Junge Menschen in Myanmar wie «Julie» haben die letzten zehn Jahre in einem modernen Myanmar gelebt: mit Internet, Smartphones und damit Zugang zur globalen Gesellschaft. Ihre Eltern hingegen lebten noch in einer anderen Welt.
Seit 1962 war Myanmar – damals noch Burma genannt – eine Militärdiktatur. Ab 2011 hat sich das Land langsam geöffnet und die Gesellschaft in zehn Jahren aus dem analogen Zeitalter direkt in die Ära Facebook katapultiert. Der Militärputsch vom 1. Februar hat die Ära der Öffnung abrupt beendet. Doch wie «Julie» will die Mehrheit der Menschen in Myanmar nicht wieder zurück zu einer paternalistischen, korrupten Militärherrschaft.
Die friedlichen Demonstrationen im Februar und März sind wirkungslos geblieben . Mehr als 1200 Menschen hat das Militär erschossen. Wer protestiert, bringt sich in Lebensgefahr. Nachts durchsucht das Militär die Quartiere. Verhaftungen, Folter und brutale Verhöre sind gang und gäbe. Viele sind geflohen, in die Berge und damit in die Territorien der ethnischen Rebellengruppen. Sie bieten den städtischen Demonstrierenden Unterschlupf und bilden sie zum Guerilla-Krieger und zur Guerilla-Kriegerin aus.
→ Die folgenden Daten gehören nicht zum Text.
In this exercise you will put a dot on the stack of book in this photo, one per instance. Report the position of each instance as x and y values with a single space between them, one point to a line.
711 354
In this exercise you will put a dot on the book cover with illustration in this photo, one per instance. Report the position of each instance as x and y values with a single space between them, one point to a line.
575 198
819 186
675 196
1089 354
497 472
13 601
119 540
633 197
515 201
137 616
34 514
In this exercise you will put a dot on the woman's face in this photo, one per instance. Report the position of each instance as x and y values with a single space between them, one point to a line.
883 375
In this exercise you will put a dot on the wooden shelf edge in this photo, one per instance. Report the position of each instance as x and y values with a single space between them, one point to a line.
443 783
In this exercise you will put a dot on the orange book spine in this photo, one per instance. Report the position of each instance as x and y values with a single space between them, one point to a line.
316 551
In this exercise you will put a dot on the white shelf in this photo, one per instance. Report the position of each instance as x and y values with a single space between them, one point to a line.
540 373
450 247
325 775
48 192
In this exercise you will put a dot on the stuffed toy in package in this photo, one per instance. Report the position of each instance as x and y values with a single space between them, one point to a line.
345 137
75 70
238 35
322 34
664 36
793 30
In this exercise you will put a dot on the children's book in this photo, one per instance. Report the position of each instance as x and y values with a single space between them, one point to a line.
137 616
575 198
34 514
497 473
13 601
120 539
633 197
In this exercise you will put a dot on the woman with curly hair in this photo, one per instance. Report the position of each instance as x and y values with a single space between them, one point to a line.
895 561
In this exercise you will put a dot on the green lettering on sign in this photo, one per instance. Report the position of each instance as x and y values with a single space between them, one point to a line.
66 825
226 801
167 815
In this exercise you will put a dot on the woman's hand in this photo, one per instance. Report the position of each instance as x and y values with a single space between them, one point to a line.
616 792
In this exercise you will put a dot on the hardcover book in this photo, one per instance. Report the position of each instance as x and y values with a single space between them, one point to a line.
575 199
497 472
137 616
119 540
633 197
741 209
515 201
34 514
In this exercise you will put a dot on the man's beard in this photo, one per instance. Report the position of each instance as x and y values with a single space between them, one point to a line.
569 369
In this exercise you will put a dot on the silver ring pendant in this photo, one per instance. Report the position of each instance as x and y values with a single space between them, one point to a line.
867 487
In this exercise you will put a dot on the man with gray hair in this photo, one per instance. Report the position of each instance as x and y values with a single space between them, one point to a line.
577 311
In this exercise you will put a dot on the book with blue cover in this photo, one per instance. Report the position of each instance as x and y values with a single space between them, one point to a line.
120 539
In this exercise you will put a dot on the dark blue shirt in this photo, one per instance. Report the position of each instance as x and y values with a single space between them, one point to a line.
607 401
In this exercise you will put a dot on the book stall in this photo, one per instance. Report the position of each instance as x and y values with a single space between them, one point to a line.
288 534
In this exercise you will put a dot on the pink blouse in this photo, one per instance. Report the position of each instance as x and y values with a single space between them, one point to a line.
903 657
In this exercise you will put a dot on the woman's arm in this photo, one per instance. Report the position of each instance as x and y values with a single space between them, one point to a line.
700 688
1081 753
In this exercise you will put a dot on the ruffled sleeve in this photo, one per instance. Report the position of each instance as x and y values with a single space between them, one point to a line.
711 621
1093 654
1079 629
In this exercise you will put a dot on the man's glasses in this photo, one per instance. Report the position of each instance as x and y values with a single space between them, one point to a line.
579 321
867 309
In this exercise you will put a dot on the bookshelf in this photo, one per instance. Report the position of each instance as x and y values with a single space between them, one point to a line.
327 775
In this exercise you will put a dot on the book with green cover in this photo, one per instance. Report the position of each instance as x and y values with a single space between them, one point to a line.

Entschlossene Kämpfer trotz mangelnder Ausrüstung
Journalist J Paing hat ein Trainingslager im Karen-Staat besucht. Es dauert 45 Tage. Das Programm ist hart. 4 Uhr: Aufstehen. 5 Uhr: Konditionstraining. 7 Uhr: Frühstück. 8 Uhr: Fahnenaufzug. Dann Drill, Waffe auseinander- und zusammenbauen, Strategien im Guerilla-Kampf. Ab 11 Uhr zwei Stunden Pause. Weitere Übungen. Ab 17 Uhr freie Zeit: Duschen, Abendessen. 20 Uhr Lichter löschen, 21 Uhr Bettzeit. Kontakt mit der Aussenwelt ist verboten.
Der Alltag in einem Trainingslager
«Brad Pitt» ist einer der Ausbilder im Camp. Er war Offizier beim burmesischen Militär. Am 3. April ist er desertiert. Fünf Monate hat er im Untergrund gelebt. Dann hat er sich entschieden, sein Wissen als ehemaliger Offizier weiterzugeben und sich dem Widerstand anzuschliessen. Zehn Jahre war er Soldat und hat bei Kampagnen gegen ethnische Rebellengruppen im Shan-Staat mitgekämpft. Seine Familie hat ihn überzeugt, zu desertieren.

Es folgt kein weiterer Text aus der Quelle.